This isn’t remotely complete, but I had a colleague ask me to do a brain dump of my process and this is by and large usually it. I’m sure this will leave more questions than answers for many of you, and I’d like to follow up this post at some point with detail of the why and the how of a lot of it so it can be more useful to beginners. Today this is in a very raw form.
Important metrics to collect
- schema of all tables
- nodetool status
- ulimit -a as user that cassandra is running as (make sure it matches our settings)
Import facts to collect
- heap usage under load, is it hitting 3/4 of MAX_HEAP ?

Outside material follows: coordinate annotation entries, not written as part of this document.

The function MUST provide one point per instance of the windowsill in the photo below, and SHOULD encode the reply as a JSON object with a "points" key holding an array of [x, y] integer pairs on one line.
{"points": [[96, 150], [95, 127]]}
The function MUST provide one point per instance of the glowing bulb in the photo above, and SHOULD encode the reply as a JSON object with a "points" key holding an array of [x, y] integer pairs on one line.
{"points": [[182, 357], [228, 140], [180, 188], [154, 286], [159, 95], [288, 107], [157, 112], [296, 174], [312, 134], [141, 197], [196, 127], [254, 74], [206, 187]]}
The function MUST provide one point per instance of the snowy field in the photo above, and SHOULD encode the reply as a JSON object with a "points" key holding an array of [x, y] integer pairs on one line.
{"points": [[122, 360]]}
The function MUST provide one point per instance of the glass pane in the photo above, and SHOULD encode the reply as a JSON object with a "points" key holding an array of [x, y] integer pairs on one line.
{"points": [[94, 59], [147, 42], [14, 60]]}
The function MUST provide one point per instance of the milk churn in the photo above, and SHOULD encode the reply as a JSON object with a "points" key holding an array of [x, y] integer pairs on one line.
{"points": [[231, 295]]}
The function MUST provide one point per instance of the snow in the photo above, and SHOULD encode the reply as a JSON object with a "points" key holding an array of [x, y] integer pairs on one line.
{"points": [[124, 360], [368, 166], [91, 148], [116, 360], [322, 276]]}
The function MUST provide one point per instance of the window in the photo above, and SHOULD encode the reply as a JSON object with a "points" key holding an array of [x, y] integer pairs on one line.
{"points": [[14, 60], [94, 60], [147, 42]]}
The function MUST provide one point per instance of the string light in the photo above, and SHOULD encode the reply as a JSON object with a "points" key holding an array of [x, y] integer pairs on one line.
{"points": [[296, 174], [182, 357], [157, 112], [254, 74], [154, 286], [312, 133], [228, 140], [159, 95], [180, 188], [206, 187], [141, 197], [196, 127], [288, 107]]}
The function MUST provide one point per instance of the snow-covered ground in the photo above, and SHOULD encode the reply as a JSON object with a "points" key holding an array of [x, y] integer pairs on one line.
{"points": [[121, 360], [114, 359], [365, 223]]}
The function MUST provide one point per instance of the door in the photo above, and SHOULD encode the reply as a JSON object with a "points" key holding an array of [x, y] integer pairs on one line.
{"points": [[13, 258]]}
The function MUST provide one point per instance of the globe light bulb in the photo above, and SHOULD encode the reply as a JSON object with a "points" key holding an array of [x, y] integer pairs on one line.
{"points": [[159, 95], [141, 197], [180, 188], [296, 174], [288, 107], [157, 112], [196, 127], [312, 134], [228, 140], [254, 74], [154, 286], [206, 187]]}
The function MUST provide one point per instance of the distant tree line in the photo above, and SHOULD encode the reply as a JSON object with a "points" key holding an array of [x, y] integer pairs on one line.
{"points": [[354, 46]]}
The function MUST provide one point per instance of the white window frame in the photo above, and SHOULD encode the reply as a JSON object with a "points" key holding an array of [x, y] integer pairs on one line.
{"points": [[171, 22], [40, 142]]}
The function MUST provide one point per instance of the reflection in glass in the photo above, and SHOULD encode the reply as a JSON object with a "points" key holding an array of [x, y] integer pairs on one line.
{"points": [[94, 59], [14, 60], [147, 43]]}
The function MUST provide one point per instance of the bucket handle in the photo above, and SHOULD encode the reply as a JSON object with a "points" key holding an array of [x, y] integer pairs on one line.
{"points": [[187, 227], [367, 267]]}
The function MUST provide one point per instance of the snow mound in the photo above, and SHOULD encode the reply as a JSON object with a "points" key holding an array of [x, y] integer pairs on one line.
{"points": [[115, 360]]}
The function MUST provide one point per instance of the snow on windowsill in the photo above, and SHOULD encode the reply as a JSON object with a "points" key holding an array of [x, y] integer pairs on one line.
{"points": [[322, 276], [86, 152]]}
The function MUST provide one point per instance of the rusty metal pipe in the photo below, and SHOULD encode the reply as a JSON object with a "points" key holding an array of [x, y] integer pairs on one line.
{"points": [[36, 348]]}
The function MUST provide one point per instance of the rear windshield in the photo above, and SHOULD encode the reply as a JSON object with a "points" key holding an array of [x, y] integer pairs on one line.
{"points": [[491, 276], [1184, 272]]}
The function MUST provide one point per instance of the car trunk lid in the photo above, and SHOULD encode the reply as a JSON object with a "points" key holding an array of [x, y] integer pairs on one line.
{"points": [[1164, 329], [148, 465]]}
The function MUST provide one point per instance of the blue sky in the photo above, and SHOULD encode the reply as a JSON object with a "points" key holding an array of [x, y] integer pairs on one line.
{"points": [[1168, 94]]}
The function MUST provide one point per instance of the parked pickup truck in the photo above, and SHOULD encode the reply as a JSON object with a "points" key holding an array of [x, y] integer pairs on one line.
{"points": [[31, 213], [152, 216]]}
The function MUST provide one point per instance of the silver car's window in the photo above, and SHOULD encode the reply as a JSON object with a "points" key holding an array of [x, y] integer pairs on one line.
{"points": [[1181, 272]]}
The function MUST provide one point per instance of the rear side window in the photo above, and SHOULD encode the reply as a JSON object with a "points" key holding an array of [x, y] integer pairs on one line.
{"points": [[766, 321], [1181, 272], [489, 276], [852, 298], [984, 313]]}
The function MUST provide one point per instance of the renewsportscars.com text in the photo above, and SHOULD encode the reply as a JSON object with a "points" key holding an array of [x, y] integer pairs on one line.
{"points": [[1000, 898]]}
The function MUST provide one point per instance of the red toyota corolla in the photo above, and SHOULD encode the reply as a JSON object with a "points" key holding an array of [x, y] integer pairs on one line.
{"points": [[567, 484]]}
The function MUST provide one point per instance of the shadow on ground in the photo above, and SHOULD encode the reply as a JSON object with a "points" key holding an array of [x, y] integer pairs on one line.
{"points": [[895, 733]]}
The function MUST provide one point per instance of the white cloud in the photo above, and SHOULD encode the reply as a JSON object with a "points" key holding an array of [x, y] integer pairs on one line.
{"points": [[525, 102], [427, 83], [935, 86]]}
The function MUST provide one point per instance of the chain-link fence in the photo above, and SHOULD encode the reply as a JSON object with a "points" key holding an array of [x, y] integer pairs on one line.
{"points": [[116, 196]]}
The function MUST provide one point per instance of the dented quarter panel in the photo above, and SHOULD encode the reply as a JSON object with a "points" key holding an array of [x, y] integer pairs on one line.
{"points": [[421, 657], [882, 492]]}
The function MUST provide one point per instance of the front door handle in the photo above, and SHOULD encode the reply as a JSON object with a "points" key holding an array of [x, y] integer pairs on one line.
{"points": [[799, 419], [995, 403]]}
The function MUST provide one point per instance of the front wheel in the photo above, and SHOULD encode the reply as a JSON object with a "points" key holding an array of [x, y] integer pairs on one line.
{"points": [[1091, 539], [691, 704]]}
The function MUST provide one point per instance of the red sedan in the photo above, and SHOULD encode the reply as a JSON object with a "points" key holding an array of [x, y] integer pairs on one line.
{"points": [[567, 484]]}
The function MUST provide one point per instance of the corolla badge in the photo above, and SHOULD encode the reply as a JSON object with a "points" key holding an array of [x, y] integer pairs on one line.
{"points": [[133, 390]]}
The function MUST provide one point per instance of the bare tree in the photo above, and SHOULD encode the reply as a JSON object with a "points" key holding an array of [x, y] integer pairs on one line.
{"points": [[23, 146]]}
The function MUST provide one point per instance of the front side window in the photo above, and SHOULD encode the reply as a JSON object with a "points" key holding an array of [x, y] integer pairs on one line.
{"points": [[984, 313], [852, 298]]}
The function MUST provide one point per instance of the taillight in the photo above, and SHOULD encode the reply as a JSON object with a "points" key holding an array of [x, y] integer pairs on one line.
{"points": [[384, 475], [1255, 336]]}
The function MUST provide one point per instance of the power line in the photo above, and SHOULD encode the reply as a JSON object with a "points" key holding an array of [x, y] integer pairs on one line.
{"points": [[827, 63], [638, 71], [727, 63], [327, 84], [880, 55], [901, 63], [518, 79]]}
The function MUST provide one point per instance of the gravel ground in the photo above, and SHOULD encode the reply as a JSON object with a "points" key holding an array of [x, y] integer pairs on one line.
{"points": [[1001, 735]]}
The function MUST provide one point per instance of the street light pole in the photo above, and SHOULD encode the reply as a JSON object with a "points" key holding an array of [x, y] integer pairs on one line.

- Pending compactions (opscenter, will have to look up JMX metric later)
- size of writes/reads
- max partition size (histograms will say)
- tps per node
- list of queries run against the cluster
Bad things to look for in logs
- GCInspector (see parnews over 200ms and CMS )
- Out Of Memory
Typically screwed up cassandra-env.sh settings
- heap not set to 8gb
- parnew no more than 800mb (unless using tunings from https://issues.apache.org/jira/browse/CASSANDRA-8150)
Typically screwed up cassandra.yaml settings
- row cache being enabled (unless 95% read with even width rows)
- vnodes set with solr
- system_auth keyspace still with RF 1 and SimpleStrategy
- flush_writers set to crazy high level (varies by disk configuration, follow documentation advice, double digits is suspect)
- rcp_address: 0.0.0.0 (slows down certain versions of the driver)
- multithreaded_compaction: true (almost always wrong)
Typically bad things in histograms
- double hump
- long long tail
- partitions with cell count over 100k
- partitions with size over in_memory_compaction_limit (default 64mb)
Typically bad things in tpstats
- dropped (anything) especially mutations.
- blocked flush writers (if all time is in the 100s it’s usually a problem)
Typically screwed up keyspace settings
- STC compaction in use on SSD when customers have a low read SLA (or no defined one).
- Using RF less than 3 per DC
- Using RF more than 3 per DC
- Using SimpleStrategy with multiDC
Typically screwed up CF settings
- read_repair_chance and dclocal_read_repair_chance adding up to more than 0.1 is usually a bad tradeoff.
- Secondary indexes in use (on writes think write amplification, and on reads think synchronous full cluster scan).
- Is system_auth replicated correctly? And has it has repair run after this was changed? If you see auth errors in the log..the answer is probably no
Typically bad things in nodetool status
- use of racks is not even (4 in one rack and 2 in another..that’s a no no)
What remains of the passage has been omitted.